In addition, the official said that some exempted areas from one percent import duty comprise import of seeds, fertilizers, machinery for manufacturing of goods, raw materials of 25 sectors such as pesticides, leather industry, telecom sector, electric motors including sugar mills etc.
He said that Rs. 6.5 billion would be generated from Federal Excise Duty (FED) on locally manufacturing cigarettes. “The government will generate another Rs. 2.5 billion by imposing 10% raise in duty on import of old vehicles of over 1,000 cc but duty on 1000 cc and 800 cc old vehicles will remain unchanged at $6,000 and at $4,800 per car respectively,” he added.
The documents revealed that as many as 61 items that came under five to 10 % fresh duties include coconuts, almonds, brazil nuts and cashew nuts, live poultry, cherries, pineapples, preserved meat, frozen fish and fish meat, ground nuts, citrus fruit, tea and coffee essences, cocoa paste and cocoa butter, strawberries, peaches, apricots, pears, trunk and suit cases-brief cases, clothing accessories of leather, garments, jackets, overcoats, ties, scarves, mufflers, shawls, tarpaulins, tents, curtains, footwear, imitation jewelry, diapers, sanitary towels and watches.

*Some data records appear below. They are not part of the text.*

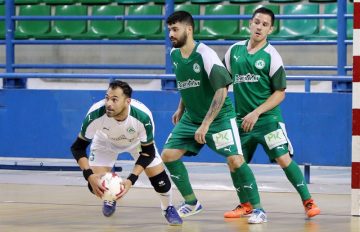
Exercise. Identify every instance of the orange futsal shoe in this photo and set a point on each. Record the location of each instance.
(311, 208)
(244, 209)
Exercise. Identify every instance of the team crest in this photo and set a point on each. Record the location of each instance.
(260, 64)
(131, 130)
(196, 68)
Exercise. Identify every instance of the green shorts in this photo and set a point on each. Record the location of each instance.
(272, 137)
(222, 137)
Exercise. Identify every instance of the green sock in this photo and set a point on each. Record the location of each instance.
(296, 178)
(180, 177)
(239, 190)
(246, 179)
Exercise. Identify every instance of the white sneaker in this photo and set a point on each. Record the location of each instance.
(258, 216)
(186, 210)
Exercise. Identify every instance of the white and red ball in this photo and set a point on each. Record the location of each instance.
(114, 185)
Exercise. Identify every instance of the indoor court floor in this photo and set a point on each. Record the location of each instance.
(39, 201)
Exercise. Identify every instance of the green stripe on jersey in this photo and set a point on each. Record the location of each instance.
(197, 78)
(255, 77)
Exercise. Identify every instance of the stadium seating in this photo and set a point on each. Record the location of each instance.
(163, 1)
(148, 29)
(322, 1)
(249, 10)
(2, 22)
(101, 29)
(68, 28)
(244, 1)
(29, 29)
(219, 29)
(284, 1)
(132, 2)
(95, 2)
(297, 28)
(205, 1)
(59, 2)
(328, 29)
(350, 22)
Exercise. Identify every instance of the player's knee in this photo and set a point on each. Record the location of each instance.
(90, 188)
(235, 161)
(161, 182)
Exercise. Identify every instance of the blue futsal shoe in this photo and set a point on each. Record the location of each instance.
(172, 216)
(109, 208)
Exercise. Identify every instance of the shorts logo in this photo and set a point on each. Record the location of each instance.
(260, 64)
(223, 139)
(167, 140)
(196, 68)
(275, 138)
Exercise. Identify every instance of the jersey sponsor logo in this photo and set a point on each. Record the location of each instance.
(275, 139)
(260, 64)
(248, 186)
(236, 58)
(190, 83)
(123, 137)
(246, 78)
(196, 68)
(223, 139)
(131, 130)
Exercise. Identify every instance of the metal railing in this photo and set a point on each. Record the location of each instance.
(16, 80)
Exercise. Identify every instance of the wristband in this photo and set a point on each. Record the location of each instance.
(133, 178)
(87, 173)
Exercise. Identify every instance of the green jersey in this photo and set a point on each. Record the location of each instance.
(255, 77)
(197, 78)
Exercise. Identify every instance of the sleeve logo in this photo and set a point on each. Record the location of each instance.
(196, 68)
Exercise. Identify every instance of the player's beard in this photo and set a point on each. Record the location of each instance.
(178, 43)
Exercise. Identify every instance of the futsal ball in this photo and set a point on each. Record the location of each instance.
(113, 184)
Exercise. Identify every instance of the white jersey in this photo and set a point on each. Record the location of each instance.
(137, 128)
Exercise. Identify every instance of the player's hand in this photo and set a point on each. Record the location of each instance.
(127, 185)
(177, 116)
(94, 181)
(200, 134)
(249, 121)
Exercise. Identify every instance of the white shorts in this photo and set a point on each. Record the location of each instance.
(104, 154)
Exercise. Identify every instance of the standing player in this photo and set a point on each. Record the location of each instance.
(205, 115)
(259, 87)
(115, 125)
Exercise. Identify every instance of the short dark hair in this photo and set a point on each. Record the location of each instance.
(267, 11)
(181, 17)
(127, 90)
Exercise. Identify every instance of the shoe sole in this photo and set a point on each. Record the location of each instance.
(189, 214)
(257, 222)
(313, 213)
(240, 216)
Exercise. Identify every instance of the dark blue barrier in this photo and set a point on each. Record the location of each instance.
(44, 123)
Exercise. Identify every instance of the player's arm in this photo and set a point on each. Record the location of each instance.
(215, 107)
(147, 155)
(78, 149)
(178, 113)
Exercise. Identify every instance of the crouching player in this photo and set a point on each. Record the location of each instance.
(116, 125)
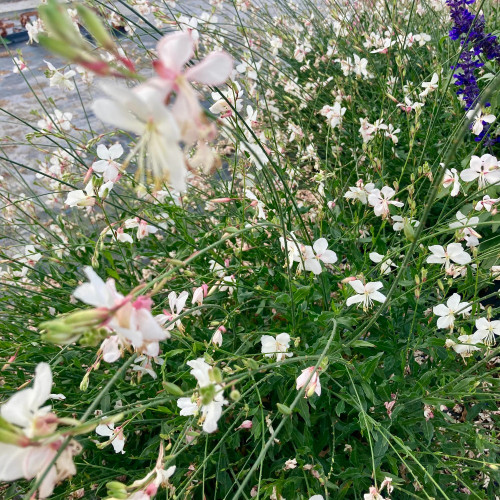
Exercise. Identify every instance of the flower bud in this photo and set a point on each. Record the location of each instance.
(84, 384)
(173, 389)
(284, 409)
(246, 424)
(215, 375)
(207, 394)
(235, 395)
(408, 230)
(117, 490)
(69, 328)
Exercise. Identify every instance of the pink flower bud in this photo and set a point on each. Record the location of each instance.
(348, 279)
(246, 424)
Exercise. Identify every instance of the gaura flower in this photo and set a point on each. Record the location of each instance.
(278, 346)
(387, 264)
(486, 330)
(131, 320)
(467, 345)
(451, 178)
(143, 228)
(365, 293)
(313, 386)
(116, 435)
(485, 169)
(430, 86)
(318, 252)
(454, 253)
(106, 165)
(142, 111)
(334, 114)
(174, 51)
(448, 312)
(380, 199)
(487, 203)
(29, 418)
(467, 233)
(210, 402)
(360, 191)
(479, 116)
(61, 80)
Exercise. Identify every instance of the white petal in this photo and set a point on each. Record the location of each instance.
(175, 50)
(213, 70)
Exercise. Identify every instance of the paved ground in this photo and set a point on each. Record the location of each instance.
(9, 6)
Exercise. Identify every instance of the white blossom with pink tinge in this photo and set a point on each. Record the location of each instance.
(366, 293)
(314, 384)
(174, 52)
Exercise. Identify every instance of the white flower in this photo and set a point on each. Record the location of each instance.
(116, 435)
(410, 106)
(211, 411)
(143, 228)
(61, 80)
(487, 203)
(486, 330)
(468, 345)
(467, 233)
(479, 115)
(256, 202)
(19, 65)
(34, 29)
(313, 386)
(106, 165)
(217, 336)
(385, 268)
(360, 67)
(365, 293)
(25, 410)
(278, 346)
(447, 312)
(233, 99)
(79, 198)
(318, 252)
(30, 257)
(381, 199)
(399, 222)
(143, 112)
(454, 253)
(132, 321)
(58, 119)
(360, 192)
(97, 293)
(174, 52)
(333, 114)
(366, 130)
(391, 133)
(485, 169)
(451, 178)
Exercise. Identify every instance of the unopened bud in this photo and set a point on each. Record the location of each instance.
(84, 384)
(286, 410)
(235, 395)
(117, 490)
(173, 389)
(215, 375)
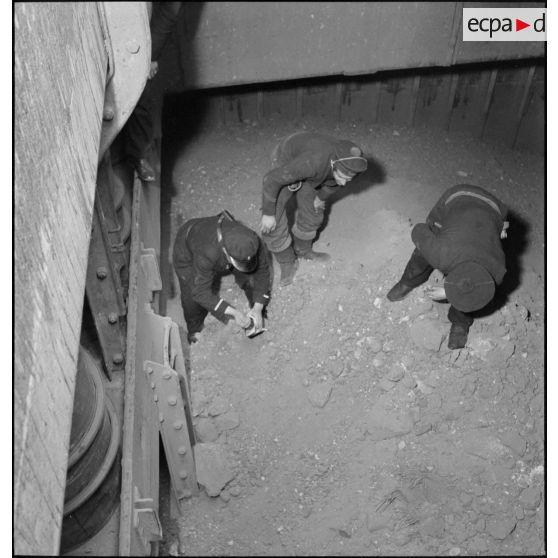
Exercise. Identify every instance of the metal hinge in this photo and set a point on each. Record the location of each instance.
(174, 428)
(146, 519)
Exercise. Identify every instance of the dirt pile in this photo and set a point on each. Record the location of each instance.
(349, 427)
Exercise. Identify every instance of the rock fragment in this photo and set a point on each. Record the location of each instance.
(428, 334)
(318, 394)
(500, 527)
(514, 441)
(218, 406)
(530, 498)
(206, 431)
(227, 421)
(212, 468)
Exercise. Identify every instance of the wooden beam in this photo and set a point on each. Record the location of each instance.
(451, 99)
(488, 100)
(339, 90)
(523, 104)
(299, 97)
(414, 100)
(259, 106)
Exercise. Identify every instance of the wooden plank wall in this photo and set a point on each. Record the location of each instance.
(505, 104)
(226, 44)
(57, 131)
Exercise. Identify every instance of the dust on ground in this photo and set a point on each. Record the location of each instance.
(349, 427)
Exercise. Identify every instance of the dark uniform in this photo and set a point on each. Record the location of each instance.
(199, 261)
(461, 237)
(140, 128)
(301, 163)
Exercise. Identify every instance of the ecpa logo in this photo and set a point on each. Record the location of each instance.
(504, 24)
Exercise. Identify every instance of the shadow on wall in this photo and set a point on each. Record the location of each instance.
(374, 174)
(181, 118)
(514, 246)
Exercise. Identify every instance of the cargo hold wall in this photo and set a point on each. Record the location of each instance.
(57, 131)
(232, 43)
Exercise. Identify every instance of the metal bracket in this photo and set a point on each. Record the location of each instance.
(174, 428)
(146, 519)
(104, 288)
(128, 39)
(150, 268)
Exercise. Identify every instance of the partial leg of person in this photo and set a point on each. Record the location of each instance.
(416, 273)
(244, 281)
(194, 314)
(308, 220)
(279, 241)
(460, 324)
(139, 133)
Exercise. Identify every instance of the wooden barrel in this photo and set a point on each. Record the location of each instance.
(93, 478)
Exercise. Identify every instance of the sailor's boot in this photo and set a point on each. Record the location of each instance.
(288, 263)
(458, 336)
(303, 249)
(399, 291)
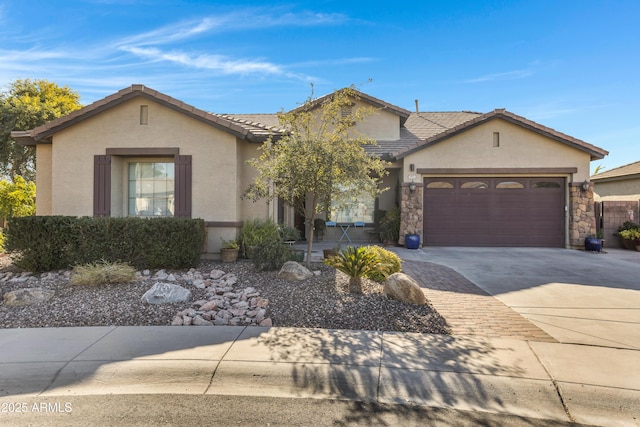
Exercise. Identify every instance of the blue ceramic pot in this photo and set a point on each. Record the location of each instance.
(592, 244)
(412, 241)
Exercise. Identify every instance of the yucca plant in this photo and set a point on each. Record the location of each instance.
(355, 263)
(102, 273)
(389, 263)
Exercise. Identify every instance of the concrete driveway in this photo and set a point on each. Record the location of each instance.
(576, 297)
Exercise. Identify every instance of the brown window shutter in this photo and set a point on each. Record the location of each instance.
(101, 185)
(183, 186)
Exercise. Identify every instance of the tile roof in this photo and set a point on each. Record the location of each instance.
(418, 130)
(478, 119)
(44, 133)
(378, 103)
(621, 172)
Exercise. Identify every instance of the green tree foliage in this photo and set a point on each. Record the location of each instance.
(26, 105)
(320, 156)
(17, 198)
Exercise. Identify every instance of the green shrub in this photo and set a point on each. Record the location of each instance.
(44, 243)
(356, 263)
(257, 231)
(102, 273)
(272, 255)
(389, 263)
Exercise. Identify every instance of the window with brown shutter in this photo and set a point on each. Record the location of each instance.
(183, 186)
(102, 185)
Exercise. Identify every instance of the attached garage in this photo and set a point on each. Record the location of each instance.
(481, 211)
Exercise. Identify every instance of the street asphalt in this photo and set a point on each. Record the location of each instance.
(588, 302)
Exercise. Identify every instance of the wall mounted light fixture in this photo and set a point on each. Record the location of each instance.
(585, 185)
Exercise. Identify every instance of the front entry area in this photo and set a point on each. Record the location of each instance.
(481, 211)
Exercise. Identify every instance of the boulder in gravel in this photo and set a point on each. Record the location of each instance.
(403, 288)
(27, 296)
(294, 272)
(166, 293)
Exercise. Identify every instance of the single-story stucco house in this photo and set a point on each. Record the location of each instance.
(459, 178)
(621, 183)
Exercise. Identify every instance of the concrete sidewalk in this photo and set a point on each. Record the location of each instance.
(539, 380)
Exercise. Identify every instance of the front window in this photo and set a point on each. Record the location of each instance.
(353, 208)
(151, 189)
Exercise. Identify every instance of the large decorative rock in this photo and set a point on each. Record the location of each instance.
(27, 296)
(294, 272)
(403, 288)
(166, 293)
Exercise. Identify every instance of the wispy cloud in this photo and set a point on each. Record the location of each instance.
(206, 61)
(509, 75)
(160, 56)
(148, 45)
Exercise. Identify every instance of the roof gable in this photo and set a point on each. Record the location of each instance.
(44, 133)
(595, 152)
(632, 170)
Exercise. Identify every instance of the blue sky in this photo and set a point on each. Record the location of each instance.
(572, 65)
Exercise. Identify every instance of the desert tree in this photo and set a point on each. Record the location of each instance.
(25, 105)
(317, 156)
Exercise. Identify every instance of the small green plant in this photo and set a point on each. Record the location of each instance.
(628, 225)
(356, 263)
(102, 273)
(631, 234)
(272, 255)
(389, 263)
(230, 244)
(257, 231)
(288, 234)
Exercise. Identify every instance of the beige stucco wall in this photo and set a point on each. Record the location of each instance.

Some 289 other items that came under 10 to 15 % regulatory duty are: cheese, all kinds of powdered cheese, butter, natural honey, yogurt, apples, dried litmus products, mangoes and frozen mangoes, pineapples, guavas, oranges, watermelons, sour cherries, strawberries, avocados, mango pulp, apricots, , blackberries, loganberries, raspberries, mulberries, pomegranates, persimmons, pine nut, apples, peaches, plums, chewing gum, white chocolate, chocolate preparation, vermicelli, malt extract, corn flakes, crisp bread, bulgur wheat, cucumbers, tomatoes, mixture of vegetables and other vegetables.
Sher Hassan, a roadside vendor, said, “Even the prices of eggs and yogurt jump and we cannot afford to have proper breakfast for our school going children.”
“New taxes make goods expensive for common people and drops purchasing power of money making people relatively weak,” Dr. Shah concluded.